Le recul est également visible sur le seul mois de février. Les livraisons ont atteint 1.048.338 tonnes, contre 1.199.868 tonnes un an plus tôt. Cela représente un repli de 12,63 % en glissement annuel.
Dans l’univers du BTP, ces variations ne passent jamais inaperçues. Les professionnels le savent bien : quand le ciment ralentit, c’est souvent toute la chaîne du bâtiment qui marque le pas. Promoteurs, entreprises de construction, distributeurs de matériaux… tous observent ce type de signal avec une attention particulière.
La distribution reste le premier débouché
Dans le détail, la distribution demeure de loin le principal canal de consommation. Sur les deux premiers mois de l’année, ce segment totalise 1.080.084 tonnes de livraisons. Une part importante du marché, qui reflète notamment la demande des petits chantiers et de l’auto-construction, un phénomène toujours bien présent dans plusieurs régions du Royaume.

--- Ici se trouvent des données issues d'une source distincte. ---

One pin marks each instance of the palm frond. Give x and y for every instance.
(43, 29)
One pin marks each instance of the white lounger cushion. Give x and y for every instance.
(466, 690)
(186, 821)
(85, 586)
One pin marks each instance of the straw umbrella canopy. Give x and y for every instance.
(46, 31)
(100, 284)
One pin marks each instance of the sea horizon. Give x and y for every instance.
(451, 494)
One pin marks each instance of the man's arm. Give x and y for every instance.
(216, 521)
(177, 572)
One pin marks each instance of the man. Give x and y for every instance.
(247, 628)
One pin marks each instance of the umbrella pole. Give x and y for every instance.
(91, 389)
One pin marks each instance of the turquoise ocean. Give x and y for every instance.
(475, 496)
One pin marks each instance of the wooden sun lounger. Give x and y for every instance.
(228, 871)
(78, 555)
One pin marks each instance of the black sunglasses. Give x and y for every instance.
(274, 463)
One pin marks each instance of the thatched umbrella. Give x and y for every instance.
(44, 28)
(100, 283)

Derrière, on retrouve le béton prêt à l’emploi (BPE) avec 558.667 tonnes, un segment directement lié aux chantiers structurés, qu’ils soient immobiliers ou industriels. Le béton préfabriqué (PREFA) suit avec 217.497 tonnes, confirmant le rôle croissant des solutions industrialisées dans la construction.

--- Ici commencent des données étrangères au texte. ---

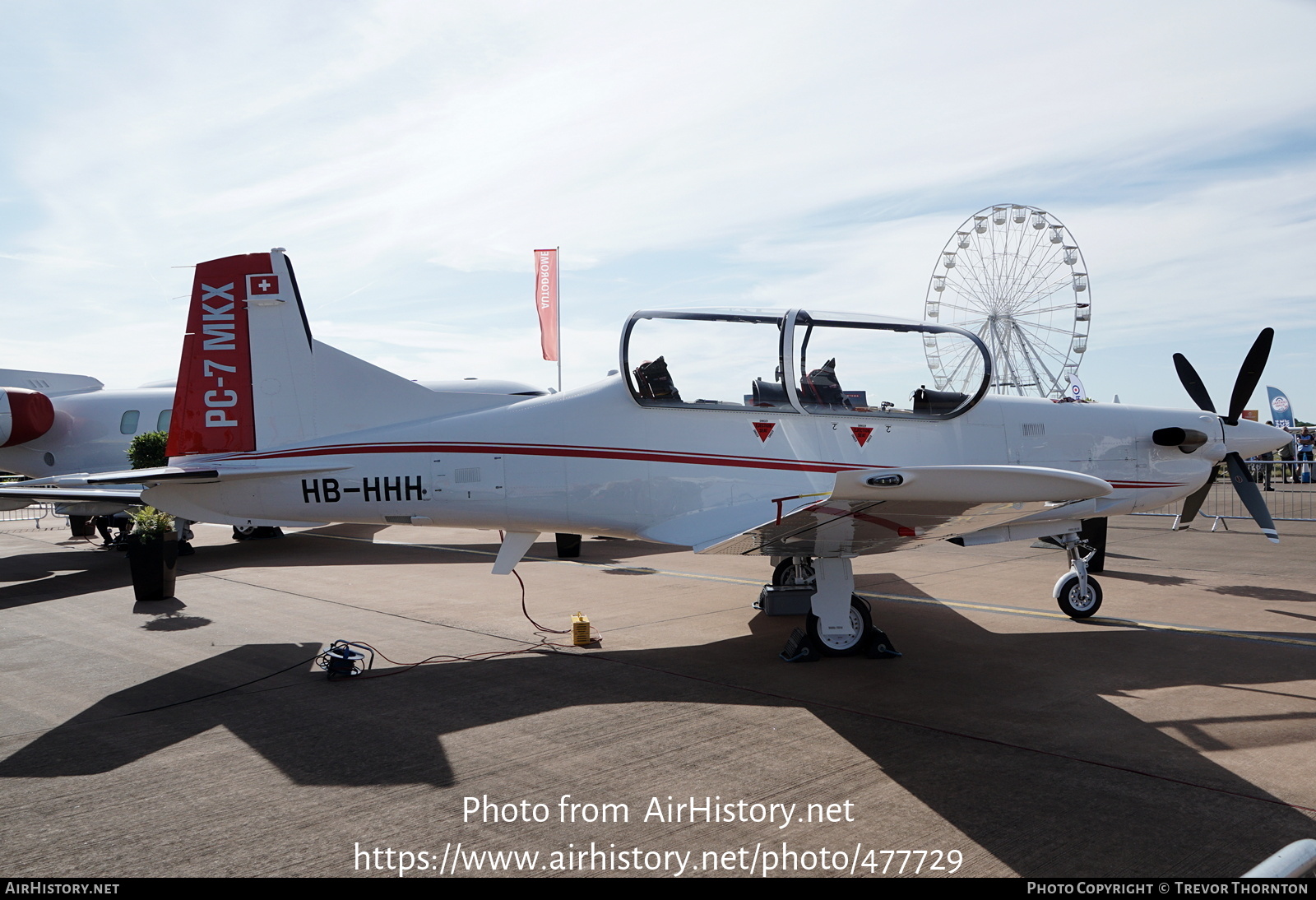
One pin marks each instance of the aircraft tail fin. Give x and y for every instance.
(253, 378)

Les infrastructures représentent pour leur part 155.322 tonnes de livraisons. Ce volume reste significatif, même si les grands projets publics peuvent parfois créer des effets de cycle d’une année à l’autre.
Plus modestes, les segments du bâtiment et des mortiers enregistrent respectivement 70.646 tonnes et 10.415 tonnes sur la période.
Un secteur structuré autour de quelques grands acteurs
Ces statistiques reposent sur les données internes des membres de l’Association professionnelle des cimentiers (APC), qui regroupe les principaux producteurs opérant au Maroc. Parmi eux figurent Asment Temara, Ciments de l’Atlas, Ciments du Maroc, LafargeHolcim Maroc ainsi que Novacim, intégré à l’association depuis janvier 2024.
Ce groupe d’industriels constitue l’ossature de la production nationale. Leur suivi statistique mensuel est devenu, au fil des années, une référence pour analyser la dynamique du secteur de la construction.
Dans les rédactions économiques marocaines, ces données sont souvent scrutées comme un thermomètre avancé de l’économie réelle. Car derrière chaque tonne de ciment livrée se cachent des chantiers, des emplois et des investissements.
Le recul observé en ce début d’année ne signifie pas forcément un retournement durable du marché, mais il rappelle à quel point le secteur reste sensible aux cycles économiques et immobiliers.
Dans un pays où la construction demeure un moteur important de l’activité, la consommation de ciment reste un indicateur précieux pour comprendre les dynamiques du BTP, de l’habitat et de l’investissement public.
Pour les professionnels, la question n’est donc pas seulement celle du chiffre brut, mais de son évolution dans les prochains mois. Car si le ciment parle peu, il dit souvent beaucoup sur l’état réel de l’économie.